Sensor-based precision agriculture (PA) is still relatively new in Bangladesh, and field circumstances have not yet been fully examined for its potential. The traditional agriculture practices often fluctuate due to the imbalanced use of water, fertilizers, and pesticides in production practices. Therefore, the objective of this study was to develop and evaluate the IoT-enabled sensor-based drip irrigation for saving water and fertilizers (urea, N and potash, K), and assess the financial analysis for eggplant production.

Methods

The IoT-enabled sensor-based automated precision irrigation system (T1) was developed and compared with BARI-recommended practices (T2), drip fertigation (T3), and traditional farmers’ practices (T4) for eggplant production.
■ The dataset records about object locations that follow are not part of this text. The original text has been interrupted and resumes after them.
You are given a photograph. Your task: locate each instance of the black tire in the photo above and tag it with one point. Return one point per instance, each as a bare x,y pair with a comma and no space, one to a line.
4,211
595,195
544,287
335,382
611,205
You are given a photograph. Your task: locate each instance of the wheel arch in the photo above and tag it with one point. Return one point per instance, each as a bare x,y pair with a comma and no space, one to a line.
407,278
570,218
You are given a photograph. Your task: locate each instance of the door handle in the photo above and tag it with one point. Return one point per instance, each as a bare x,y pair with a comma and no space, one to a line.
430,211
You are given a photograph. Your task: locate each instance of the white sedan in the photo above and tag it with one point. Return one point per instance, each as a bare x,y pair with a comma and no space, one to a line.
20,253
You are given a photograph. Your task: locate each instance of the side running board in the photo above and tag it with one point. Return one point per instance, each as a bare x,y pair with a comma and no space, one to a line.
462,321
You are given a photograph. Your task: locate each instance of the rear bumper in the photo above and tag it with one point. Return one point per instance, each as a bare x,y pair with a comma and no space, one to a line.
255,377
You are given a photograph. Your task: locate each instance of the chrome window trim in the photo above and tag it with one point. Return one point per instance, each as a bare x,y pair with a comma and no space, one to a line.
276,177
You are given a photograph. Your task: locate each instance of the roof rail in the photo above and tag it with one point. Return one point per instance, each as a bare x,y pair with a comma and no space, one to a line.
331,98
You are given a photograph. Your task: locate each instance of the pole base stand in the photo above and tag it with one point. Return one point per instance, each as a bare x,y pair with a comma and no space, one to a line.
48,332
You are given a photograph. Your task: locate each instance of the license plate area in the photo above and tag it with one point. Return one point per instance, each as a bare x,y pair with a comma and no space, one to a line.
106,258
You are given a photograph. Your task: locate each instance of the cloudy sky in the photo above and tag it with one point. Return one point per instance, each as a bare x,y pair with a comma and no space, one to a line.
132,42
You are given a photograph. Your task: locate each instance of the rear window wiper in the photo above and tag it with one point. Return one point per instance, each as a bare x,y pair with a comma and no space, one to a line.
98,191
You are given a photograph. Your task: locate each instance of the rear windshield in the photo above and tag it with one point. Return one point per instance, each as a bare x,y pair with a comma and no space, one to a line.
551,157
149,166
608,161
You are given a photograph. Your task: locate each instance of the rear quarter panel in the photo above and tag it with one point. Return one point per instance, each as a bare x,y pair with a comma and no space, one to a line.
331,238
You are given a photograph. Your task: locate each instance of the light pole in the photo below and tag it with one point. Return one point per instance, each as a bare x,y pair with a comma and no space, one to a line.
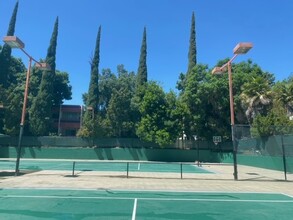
241,48
15,42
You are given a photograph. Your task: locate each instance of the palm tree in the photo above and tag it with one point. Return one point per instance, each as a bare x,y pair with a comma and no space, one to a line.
256,97
284,94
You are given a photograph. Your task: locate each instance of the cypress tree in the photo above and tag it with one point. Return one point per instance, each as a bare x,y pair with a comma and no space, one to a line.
5,62
5,55
91,122
142,74
192,45
93,92
40,113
The data on the soil water content, irrigation water, fertilizers and pesticides, fruit yield, and yield contributing characters of eggplant were recorded. Nutrient use efficiency (NUEN, K), water use efficiency (WUE), and benefit cost ratio (BCR) were also estimated for financial profitability and the feasibility of the IoT-based automated eggplant production.

Results

The results indicated that the treatment T1 produced (30.99 t/ha) nearly similar yields of T3 (31.73 t/ha), both of which were greater than T4 (30.08 t/ha), while using less water and fertilizers (N and K) than T4. T1 improved yield by 3%, saved 63% water, and enhanced 172.7% water use efficiency more than T4 without compromising yield. Nutrient use efficiency (NUEN, K) was also increased in T1 by 106.9% and 118%, respectively, more than in T4. T1 saved 50% urea and 53% potassium compared to T4. Over the gross costs, BCR was initially lower in T1 than in T4 during the first crop cycle. Considering variable costs, BCR was greater in T1 and T3 than in T4 due to reduced labor, irrigation, fertilizer, and pesticide expenses.

Conclusions

The research reveals that an IoT-enabled sensor-based automatic drip irrigation system is an alternative and creative option for eggplant production. This system has the potential to increase yield, enhance the efficiency of water and fertilizer use (urea and potash), and encourage sustainable practices across the country using sensors.